Overview
Concrete tool for creating a reward function from a trained reward model provided by the trlx HH-RLHF example.
Description
The create_reward_fn() factory function in the HH dialogue alignment example loads a pre-trained reward model from HuggingFace Hub, sets it up for inference, and returns a callable that conforms to trlx's reward function interface. It supports two backends: local PyTorch inference (RewardModel on last GPU, half-precision) and NVIDIA Triton Inference Server (via tritonclient.grpc). For local inference, it computes delta rewards: reward(generated) - reward(original) to normalize the reward signal.
Usage
Call create_reward_fn() to get a reward function for PPO training on dialogue alignment tasks.

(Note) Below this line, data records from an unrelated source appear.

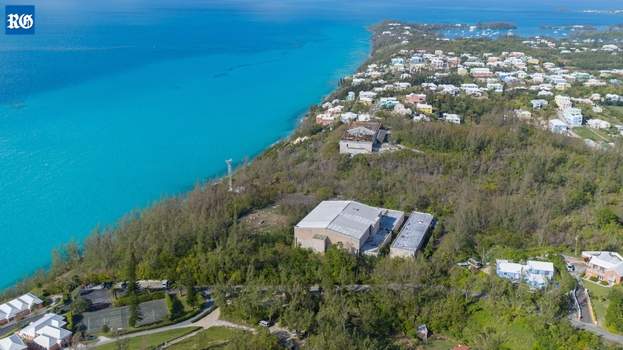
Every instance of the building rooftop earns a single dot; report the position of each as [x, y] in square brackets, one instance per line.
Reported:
[540, 265]
[347, 217]
[413, 232]
[608, 260]
[12, 342]
[508, 267]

The function automatically detects the serving backend from the TRITON_HOST environment variable.
Code Reference
Source Location
- Repository: trlx
- File: examples/hh/ppo_hh.py
- Lines: L115-205
Signature
def create_reward_fn() -> Callable:
"""
Factory function that creates a reward function for PPO training.
Supports two backends:
1. Triton Inference Server (if TRITON_HOST env var is set)
2. Local PyTorch inference (on last available GPU)
Returns:
reward_fn(samples, prompts, original_output, **kwargs) -> List[float]
Delta reward function: reward(generated) - reward(original).
"""
Import
# From the HH example script
from examples.hh.ppo_hh import create_reward_fn
I/O Contract
Inputs (Factory)
| Name |
Type |
Required |
Description
|
| (none) |
— |
— |
Uses env vars and HuggingFace Hub for model loading
|
| TRITON_HOST |
env var |
No |
Triton server URL/model (e.g., "localhost:8001/reward_model")
|
Outputs (Factory)
| Name |
Type |
Description
|
| return |
Callable |
Reward function conforming to trlx interface
|
Inputs (Returned Function)
| Name |
Type |
Required |
Description
|
| samples |
List[str] |
Yes |
Generated text samples
|
| prompts |
List[str] |
Yes |
Original prompts
|
| original_output |
List[str] |
Yes |
Reference outputs for delta reward
|
Outputs (Returned Function)
| Name |
Type |
Description
|
| return |
List[float] or Tensor |
Delta rewards (generated_reward - original_reward)
|
Usage Examples
Local Inference with Delta Rewards
import trlx
from trlx.data.configs import TRLConfig
# create_reward_fn loads reward model from HuggingFace Hub
reward_fn = create_reward_fn()
# Use in PPO training
trainer = trlx.train(
reward_fn=reward_fn,
prompts=train_prompts, # List[Dict] with "prompt" and "original_output"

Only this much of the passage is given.